Cell phone companies, insurance providers, and your landlord. What do these three have in common? They all check your credit score to see how likely you are to pay your bills.
Of course, as a consumer, you need a good credit score to get better rates on mortgages, cars, and credit cards.
But what makes up that score? Here's a break down from myfico.com. Payment history accounts for the majority - 35% of your score. So the number one credit score killer? Making repeated late payments. Experts say you can deduct up to 200 points for three or more missed due dates within a year. The solution - whatever you do, pay your bills on time.
Another 30% of your score represents the amounts you owe. This includes balances, plus the ratio between how much you owe and your available credit. The killer here, maxing out credit cards. Experts say this can hurt your score by 100 points. The fix? Some say it's a good idea to have 90% of your credit freed up at any given time.

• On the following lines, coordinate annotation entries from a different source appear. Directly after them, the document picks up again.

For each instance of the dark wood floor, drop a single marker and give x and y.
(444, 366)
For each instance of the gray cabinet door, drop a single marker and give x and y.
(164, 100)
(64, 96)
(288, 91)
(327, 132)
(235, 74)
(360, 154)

Believe it or not, another one that can take about a hundred points from your credit score is closing old cards. One piece of advice is to keep the card with the largest credit limit open.
Deduct up to 40 points for excessive inquiries. According to financial experts, these are hard inquiries which happen when you apply for a credit card or a loan. These are different from what's called "soft inquiries." Those are requests made by you, or say, a utility company that's not related to a lending decision. In this case, experts say your score won't take a hit.